The court has decided to split off Berger’s charges, in the same way that the cases against three other London-based ex-HVB bankers were previously separated. The two bankers who remained can only be identified as Andreas B. and Michael G. At the time of the deals, Andreas B. was head of HVB’s Family Office and Michael G. was executing the trades, prosecutors claim.
The Wiesbaden case is based on the first investigation in Germany of the controversial trading strategy, which took advantage of loopholes on dividend taxes to obtain duplicate refunds. The probe commenced in 2012, the year Germany ended the practice by changing the way dividend tax was collected. Five years later, Frankfurt prosecutors filed the charges.

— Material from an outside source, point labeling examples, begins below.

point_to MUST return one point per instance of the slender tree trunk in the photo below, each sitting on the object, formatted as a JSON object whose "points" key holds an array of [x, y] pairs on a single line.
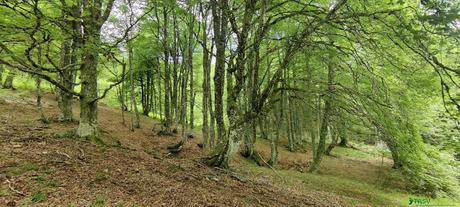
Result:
{"points": [[219, 27], [334, 138], [324, 123], [190, 69], [343, 141], [38, 91], [167, 82], [206, 79], [175, 109], [65, 78], [88, 99], [277, 123], [1, 75], [8, 84], [135, 120]]}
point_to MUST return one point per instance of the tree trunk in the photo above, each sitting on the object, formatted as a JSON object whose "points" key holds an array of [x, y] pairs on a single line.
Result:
{"points": [[190, 68], [343, 141], [219, 27], [65, 78], [1, 75], [206, 79], [324, 123], [175, 108], [88, 100], [334, 139], [135, 122], [167, 82], [8, 84], [38, 91]]}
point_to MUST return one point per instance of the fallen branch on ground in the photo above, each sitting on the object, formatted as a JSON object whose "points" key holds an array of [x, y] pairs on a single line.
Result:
{"points": [[10, 186]]}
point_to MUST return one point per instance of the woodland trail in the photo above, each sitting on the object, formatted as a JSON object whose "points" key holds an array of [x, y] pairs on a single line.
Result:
{"points": [[131, 169]]}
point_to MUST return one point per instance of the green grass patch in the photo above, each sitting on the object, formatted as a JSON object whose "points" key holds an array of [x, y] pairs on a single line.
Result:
{"points": [[356, 192]]}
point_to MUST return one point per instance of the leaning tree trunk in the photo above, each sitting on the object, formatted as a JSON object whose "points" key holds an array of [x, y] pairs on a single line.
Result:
{"points": [[38, 91], [88, 100], [219, 28], [277, 123], [65, 78], [206, 89], [135, 122], [333, 144], [1, 75], [324, 123], [167, 82], [8, 84]]}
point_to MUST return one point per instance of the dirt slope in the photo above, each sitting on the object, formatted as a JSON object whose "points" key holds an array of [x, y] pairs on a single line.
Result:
{"points": [[133, 169]]}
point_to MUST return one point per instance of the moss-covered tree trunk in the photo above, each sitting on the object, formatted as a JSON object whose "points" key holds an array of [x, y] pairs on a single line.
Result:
{"points": [[1, 75], [8, 84], [320, 150], [88, 100], [65, 78]]}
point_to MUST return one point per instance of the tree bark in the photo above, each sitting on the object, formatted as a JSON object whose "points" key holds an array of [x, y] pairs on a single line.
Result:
{"points": [[65, 78], [219, 27], [8, 84], [167, 82], [324, 123], [135, 122], [1, 75]]}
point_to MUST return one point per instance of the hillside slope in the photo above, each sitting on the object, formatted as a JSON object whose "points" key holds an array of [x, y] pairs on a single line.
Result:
{"points": [[131, 169]]}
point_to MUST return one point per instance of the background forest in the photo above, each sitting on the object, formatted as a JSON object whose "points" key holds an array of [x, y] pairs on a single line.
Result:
{"points": [[298, 75]]}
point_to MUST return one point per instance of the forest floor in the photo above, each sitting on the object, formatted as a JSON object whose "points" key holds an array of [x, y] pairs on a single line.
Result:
{"points": [[41, 166]]}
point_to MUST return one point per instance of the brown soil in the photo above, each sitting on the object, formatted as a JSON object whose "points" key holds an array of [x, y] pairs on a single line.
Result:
{"points": [[131, 169]]}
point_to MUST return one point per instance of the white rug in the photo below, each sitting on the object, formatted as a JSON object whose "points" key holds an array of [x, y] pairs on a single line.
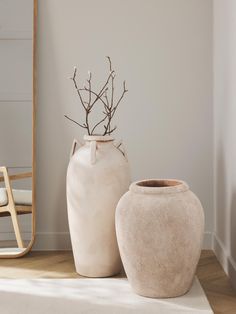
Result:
{"points": [[91, 296]]}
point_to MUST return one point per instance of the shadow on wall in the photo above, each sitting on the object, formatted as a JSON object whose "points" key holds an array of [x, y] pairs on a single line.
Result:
{"points": [[232, 264], [221, 197]]}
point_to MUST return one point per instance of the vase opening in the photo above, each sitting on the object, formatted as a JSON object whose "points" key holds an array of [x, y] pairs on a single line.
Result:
{"points": [[158, 183], [98, 138], [159, 186]]}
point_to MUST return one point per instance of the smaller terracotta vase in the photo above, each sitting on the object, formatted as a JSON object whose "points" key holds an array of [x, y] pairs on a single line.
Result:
{"points": [[159, 227]]}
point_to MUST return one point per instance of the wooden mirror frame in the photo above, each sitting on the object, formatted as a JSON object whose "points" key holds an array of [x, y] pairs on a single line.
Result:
{"points": [[33, 219]]}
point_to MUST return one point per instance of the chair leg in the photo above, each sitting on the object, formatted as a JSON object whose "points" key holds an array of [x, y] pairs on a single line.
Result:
{"points": [[17, 229]]}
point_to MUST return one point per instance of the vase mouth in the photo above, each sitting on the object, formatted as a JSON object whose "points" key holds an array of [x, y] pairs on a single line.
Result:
{"points": [[159, 186], [98, 138]]}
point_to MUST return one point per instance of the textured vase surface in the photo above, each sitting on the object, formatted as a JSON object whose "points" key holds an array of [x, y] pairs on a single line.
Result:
{"points": [[159, 226], [97, 176]]}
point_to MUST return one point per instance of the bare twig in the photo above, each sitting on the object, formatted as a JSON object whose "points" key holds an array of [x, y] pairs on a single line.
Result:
{"points": [[108, 102], [96, 125]]}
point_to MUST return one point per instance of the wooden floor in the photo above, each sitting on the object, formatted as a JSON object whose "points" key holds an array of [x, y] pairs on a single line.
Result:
{"points": [[215, 283]]}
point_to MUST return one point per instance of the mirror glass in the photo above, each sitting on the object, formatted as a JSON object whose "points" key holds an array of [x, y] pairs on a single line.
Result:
{"points": [[16, 126]]}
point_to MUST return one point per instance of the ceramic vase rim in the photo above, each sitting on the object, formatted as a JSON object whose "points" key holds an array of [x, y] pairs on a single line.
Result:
{"points": [[158, 186], [98, 138]]}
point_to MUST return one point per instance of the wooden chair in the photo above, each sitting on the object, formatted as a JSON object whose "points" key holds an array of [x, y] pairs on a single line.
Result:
{"points": [[12, 207]]}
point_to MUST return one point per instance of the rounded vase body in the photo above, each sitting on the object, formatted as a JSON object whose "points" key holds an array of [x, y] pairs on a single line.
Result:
{"points": [[159, 226], [97, 176]]}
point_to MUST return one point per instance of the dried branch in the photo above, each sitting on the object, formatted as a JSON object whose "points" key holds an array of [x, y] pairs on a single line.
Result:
{"points": [[113, 110], [108, 101], [94, 93], [96, 125]]}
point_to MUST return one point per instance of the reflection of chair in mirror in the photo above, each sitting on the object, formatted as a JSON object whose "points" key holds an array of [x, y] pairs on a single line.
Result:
{"points": [[14, 202]]}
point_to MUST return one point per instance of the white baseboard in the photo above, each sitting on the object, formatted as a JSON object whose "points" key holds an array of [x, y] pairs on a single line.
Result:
{"points": [[50, 241], [225, 259], [207, 241]]}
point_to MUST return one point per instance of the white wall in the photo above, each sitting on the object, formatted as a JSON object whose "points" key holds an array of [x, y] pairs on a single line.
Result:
{"points": [[225, 130], [16, 53], [163, 48]]}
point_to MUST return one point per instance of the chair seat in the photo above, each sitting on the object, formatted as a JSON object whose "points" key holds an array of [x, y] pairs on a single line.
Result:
{"points": [[21, 197]]}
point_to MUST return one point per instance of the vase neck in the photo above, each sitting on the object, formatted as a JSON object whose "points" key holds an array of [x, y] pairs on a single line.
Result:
{"points": [[98, 138]]}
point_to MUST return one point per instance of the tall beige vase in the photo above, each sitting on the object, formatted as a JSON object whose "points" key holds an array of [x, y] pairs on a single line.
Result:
{"points": [[159, 225], [97, 176]]}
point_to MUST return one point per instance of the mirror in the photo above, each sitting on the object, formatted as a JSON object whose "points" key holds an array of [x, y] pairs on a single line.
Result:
{"points": [[17, 126]]}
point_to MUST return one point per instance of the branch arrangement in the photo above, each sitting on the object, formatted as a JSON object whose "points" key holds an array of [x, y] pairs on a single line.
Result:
{"points": [[104, 96]]}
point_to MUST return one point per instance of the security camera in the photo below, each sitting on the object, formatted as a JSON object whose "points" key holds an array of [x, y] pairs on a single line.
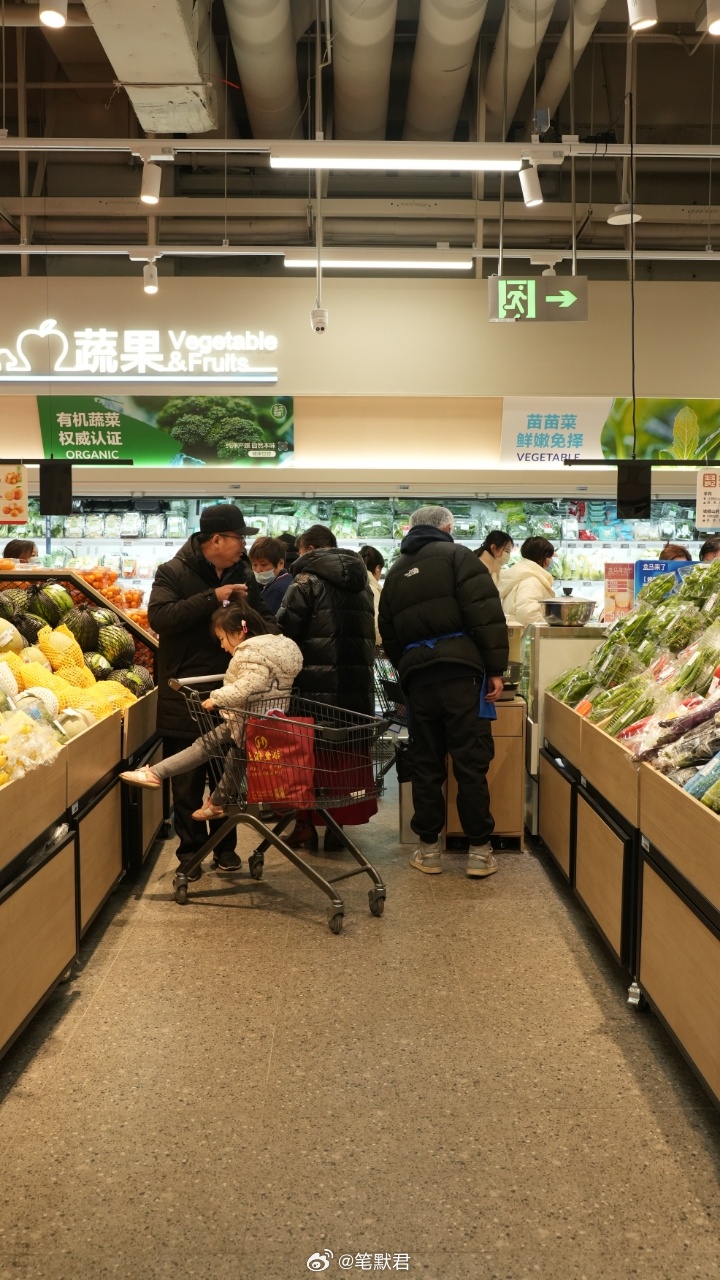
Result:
{"points": [[319, 319]]}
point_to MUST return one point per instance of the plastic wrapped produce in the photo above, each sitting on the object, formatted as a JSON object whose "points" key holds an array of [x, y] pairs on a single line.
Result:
{"points": [[701, 780], [696, 746]]}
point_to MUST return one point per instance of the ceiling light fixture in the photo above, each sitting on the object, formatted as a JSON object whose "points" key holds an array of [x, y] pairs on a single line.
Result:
{"points": [[642, 14], [399, 156], [368, 263], [150, 278], [151, 178], [529, 182], [707, 17], [623, 216], [54, 13]]}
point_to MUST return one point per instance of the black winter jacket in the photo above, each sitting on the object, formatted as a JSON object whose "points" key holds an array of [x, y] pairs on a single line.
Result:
{"points": [[433, 589], [182, 602], [328, 611]]}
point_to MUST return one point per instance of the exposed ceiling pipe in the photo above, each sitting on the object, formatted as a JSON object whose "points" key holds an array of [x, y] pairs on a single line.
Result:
{"points": [[28, 16], [557, 76], [525, 27], [447, 33], [363, 44], [168, 73], [264, 44]]}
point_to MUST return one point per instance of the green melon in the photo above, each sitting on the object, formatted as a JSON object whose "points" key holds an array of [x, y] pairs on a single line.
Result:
{"points": [[98, 664], [117, 645]]}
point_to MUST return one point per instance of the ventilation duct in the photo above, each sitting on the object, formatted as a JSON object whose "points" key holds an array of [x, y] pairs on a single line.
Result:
{"points": [[528, 23], [447, 33], [363, 42]]}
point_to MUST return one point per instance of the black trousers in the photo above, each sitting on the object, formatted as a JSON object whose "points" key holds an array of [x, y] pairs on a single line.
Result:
{"points": [[443, 721], [188, 791]]}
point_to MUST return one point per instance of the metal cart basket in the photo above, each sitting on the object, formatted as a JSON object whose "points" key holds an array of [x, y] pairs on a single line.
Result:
{"points": [[282, 754]]}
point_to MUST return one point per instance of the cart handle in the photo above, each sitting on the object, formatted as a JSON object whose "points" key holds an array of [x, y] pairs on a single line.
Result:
{"points": [[196, 680]]}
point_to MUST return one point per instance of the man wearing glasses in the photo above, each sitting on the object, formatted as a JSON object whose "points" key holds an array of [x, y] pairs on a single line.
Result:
{"points": [[186, 592]]}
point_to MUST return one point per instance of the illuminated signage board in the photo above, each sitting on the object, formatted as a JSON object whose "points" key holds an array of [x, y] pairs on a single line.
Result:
{"points": [[139, 356]]}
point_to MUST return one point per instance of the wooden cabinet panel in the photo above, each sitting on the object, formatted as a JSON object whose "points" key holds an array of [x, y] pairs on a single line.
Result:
{"points": [[100, 853], [30, 805], [37, 938], [151, 807], [563, 727], [600, 860], [555, 824], [611, 769], [686, 831], [680, 972], [92, 754]]}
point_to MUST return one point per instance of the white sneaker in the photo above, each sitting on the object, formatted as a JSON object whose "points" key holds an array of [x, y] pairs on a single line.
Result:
{"points": [[481, 862], [427, 859]]}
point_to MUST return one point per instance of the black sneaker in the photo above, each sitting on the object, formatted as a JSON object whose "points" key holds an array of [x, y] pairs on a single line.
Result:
{"points": [[228, 862], [194, 874]]}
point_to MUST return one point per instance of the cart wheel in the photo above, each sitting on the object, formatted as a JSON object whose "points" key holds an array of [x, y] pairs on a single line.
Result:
{"points": [[377, 900]]}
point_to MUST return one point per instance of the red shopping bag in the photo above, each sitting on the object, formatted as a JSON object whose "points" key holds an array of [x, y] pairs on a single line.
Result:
{"points": [[281, 760]]}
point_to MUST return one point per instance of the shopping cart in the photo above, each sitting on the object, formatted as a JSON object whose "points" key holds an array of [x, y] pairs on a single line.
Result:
{"points": [[285, 754], [390, 700]]}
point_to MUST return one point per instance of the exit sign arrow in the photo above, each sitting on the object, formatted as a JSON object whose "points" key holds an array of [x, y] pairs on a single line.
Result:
{"points": [[565, 298], [533, 298]]}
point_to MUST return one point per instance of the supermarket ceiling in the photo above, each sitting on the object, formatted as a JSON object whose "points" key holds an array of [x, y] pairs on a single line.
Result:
{"points": [[422, 71]]}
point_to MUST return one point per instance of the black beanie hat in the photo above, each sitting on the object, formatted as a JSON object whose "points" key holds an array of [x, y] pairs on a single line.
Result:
{"points": [[223, 519]]}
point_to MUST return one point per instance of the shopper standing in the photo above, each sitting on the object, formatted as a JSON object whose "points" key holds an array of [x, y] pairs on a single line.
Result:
{"points": [[442, 626], [495, 552], [374, 563], [328, 612], [186, 592], [525, 584], [267, 557]]}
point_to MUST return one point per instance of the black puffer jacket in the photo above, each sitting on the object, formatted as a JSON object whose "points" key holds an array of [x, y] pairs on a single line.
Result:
{"points": [[328, 612], [434, 589], [182, 602]]}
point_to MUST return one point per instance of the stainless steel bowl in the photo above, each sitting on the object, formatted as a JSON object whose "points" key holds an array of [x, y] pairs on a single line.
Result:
{"points": [[569, 611]]}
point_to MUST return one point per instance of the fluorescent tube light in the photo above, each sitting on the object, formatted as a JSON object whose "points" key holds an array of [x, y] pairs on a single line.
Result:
{"points": [[529, 182], [406, 156], [54, 13], [642, 14], [379, 264]]}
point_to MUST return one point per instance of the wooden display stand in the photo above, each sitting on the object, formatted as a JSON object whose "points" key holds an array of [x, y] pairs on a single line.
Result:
{"points": [[506, 776]]}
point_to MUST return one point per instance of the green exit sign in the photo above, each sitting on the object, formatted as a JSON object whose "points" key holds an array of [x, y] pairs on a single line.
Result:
{"points": [[546, 297]]}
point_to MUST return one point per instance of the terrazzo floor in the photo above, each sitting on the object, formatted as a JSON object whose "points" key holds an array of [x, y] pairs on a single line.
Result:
{"points": [[456, 1091]]}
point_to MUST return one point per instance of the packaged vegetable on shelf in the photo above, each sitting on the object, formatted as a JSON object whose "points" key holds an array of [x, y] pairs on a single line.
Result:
{"points": [[618, 664], [657, 589], [701, 780], [697, 746]]}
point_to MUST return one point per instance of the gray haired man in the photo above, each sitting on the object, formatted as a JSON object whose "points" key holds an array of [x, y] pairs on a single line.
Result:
{"points": [[443, 627]]}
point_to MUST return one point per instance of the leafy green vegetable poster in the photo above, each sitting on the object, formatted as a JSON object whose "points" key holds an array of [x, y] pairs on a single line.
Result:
{"points": [[169, 430]]}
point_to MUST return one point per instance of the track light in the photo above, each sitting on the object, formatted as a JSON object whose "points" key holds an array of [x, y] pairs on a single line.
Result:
{"points": [[623, 216], [529, 182], [642, 14], [150, 278], [707, 17], [151, 178], [53, 13]]}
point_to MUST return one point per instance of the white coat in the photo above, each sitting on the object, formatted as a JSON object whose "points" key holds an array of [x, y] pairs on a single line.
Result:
{"points": [[522, 586], [377, 592], [260, 664]]}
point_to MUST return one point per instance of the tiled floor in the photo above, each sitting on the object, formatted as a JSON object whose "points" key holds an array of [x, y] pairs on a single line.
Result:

The trial was set to open last year, but was postponed twice due to the coronavirus pandemic. In all, German prosecutors have linked more than 1,000 suspects from across the entire financial-services industry to Cum-Ex trades, named after the Latin terms for with-without.
Prosecutor Christoph Weinbrenner, who read out the charges in court, described how a large number of shares were sold back and forth around dividend day, saying there was no other reason for the trading than generating certificates used to claim refunds on dividend tax that was never paid.
ICAP Securities Ltd. acted as a short seller in the transactions and HVB delivered the shares, he said. Days later the deals were unwound, ICAP retook the shares and redelivered them to HVB. TP ICAP Plc bought ICAP’s voice-broking operations in 2016. William Baldwin-Charles, a spokesman for the company, declined to comment.
“There was never a real market situation because all parties in the deal made a profit without any one of them making a loss,” said Weinbrenner. “The profit of all involved was only possible because of the loss on the side of the tax authorities.”
Attorneys for Michael G. and Andreas B. rejected the allegations, saying the deals were centrally set up in London not Munich, where both men had been based.
Michael G.’s defense lawyer, Frank Eckstein, said his client was a low-ranking “recipient of orders” who had to implement the trades as he was told by London-based bankers. He was told by his superiors that the deals had been cleared by the legal department, and he had no further insight into how the transactions were structured, his lawyer said.
Andreas B.’s lawyer, Rainer Spatscheck, said Hanno Berger was the most esteemed German tax lawyer at the time and his client had no reason to questions his advise.
“Berger was the guarantee that the business was legal,” said Spatscheck.
The trial is set to last about several months.